Rischio zero, soprattutto nel grocery. Vorrei tranquillizzare tutti: assolutamente non si corre questo pericolo, non bisogna fare incetta di alcunché né fare una corsa manzoniana ai forni, come già dissi ai tempi del primo lockdown.

Dopo sette anni di crescita, compreso l’anno della pandemia, il 2020, come pensate di chiudere come Gruppo VéGé questo difficile 2021?

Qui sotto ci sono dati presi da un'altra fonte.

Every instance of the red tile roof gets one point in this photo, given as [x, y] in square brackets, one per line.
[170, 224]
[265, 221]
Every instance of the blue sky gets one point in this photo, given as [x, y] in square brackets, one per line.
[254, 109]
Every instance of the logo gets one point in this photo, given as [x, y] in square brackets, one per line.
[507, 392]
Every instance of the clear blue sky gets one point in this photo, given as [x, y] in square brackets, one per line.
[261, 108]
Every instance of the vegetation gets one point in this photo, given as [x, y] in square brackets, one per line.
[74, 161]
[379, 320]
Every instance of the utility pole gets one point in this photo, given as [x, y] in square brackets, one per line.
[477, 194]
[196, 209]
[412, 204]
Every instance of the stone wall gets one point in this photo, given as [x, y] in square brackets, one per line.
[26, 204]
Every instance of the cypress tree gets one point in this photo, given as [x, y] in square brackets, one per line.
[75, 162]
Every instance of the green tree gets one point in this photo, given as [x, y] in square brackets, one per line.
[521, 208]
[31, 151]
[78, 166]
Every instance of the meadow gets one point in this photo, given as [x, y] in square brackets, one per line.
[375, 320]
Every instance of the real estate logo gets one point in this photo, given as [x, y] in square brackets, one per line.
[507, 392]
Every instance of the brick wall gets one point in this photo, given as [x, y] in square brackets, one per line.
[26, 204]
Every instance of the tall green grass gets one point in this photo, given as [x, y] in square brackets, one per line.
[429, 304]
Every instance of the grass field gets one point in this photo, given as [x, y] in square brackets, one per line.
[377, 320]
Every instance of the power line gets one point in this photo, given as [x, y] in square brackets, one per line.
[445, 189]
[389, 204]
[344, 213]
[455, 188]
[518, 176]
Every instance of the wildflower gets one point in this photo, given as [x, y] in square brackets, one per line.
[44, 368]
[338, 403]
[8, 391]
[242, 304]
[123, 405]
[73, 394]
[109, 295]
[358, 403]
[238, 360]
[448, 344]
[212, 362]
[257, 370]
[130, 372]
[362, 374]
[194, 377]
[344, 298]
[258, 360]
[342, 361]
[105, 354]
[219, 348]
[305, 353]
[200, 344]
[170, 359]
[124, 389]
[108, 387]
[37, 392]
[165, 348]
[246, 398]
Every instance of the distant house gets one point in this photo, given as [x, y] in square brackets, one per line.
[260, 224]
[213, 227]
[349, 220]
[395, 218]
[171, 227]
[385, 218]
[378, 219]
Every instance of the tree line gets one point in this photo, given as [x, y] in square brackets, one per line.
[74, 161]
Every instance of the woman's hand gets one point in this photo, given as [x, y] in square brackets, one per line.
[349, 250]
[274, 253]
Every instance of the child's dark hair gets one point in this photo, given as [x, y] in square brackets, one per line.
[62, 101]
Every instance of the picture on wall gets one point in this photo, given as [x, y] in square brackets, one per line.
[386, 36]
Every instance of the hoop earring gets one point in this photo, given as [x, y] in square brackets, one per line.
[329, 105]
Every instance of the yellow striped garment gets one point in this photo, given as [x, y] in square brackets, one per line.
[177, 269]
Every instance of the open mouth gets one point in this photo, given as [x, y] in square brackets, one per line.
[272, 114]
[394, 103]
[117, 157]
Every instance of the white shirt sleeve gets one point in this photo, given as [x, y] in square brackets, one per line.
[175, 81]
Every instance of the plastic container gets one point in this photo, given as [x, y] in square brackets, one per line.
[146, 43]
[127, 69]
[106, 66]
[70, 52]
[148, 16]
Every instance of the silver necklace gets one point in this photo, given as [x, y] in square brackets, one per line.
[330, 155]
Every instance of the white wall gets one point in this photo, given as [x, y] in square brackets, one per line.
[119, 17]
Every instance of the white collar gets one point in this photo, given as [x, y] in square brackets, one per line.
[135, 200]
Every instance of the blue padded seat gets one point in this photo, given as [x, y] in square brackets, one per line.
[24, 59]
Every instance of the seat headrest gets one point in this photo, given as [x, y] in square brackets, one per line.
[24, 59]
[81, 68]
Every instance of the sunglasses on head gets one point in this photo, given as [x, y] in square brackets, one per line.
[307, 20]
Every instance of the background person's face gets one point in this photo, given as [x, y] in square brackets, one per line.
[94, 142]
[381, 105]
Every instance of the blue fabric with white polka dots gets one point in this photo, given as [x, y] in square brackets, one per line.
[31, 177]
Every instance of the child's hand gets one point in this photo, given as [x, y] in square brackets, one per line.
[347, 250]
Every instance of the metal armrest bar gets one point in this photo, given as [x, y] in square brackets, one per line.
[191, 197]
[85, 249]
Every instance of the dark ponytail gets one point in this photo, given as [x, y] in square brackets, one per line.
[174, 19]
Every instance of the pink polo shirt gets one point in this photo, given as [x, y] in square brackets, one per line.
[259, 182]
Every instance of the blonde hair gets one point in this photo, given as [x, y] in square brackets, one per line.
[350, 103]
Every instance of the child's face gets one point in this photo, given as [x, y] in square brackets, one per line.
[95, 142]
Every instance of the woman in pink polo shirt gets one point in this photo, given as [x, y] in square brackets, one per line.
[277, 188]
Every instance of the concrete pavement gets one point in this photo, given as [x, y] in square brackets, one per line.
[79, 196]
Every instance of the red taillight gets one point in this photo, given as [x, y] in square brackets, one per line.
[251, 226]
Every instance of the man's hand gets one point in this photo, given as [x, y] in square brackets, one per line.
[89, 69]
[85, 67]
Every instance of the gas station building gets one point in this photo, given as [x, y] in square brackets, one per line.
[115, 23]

Nel 2021 speriamo di chiudere con un aumento del 2,9% delle vendite in valore a parità di rete distributiva. Avendo però aumentato la rete di 35 unità di vendita, l’obiettivo potrebbe essere di arrivare a un +6,1%.

E con quali occhi guardate al 2022?

Positivamente, perché abbiamo in cantiere diverse aperture: 5 iper, 51 supermercati, 8 cash & carry. Temo molto, pur rispettandoli, i discount, perché dovesse perdurare questa dinamica inflattiva e rallentare la crescita, portando a un minor potere d’acquisto delle famiglie, tutto ciò le spingerebbe verso unità di vendita formalmente più convenienti. Ma ci stiamo organizzando per rispondere a questa possibile sfida, polarizzando la nostra offerta e valorizzando area premium o funzionale. Insomma, vedo un anno di difficoltà, ma sempre con un certo ottimismo.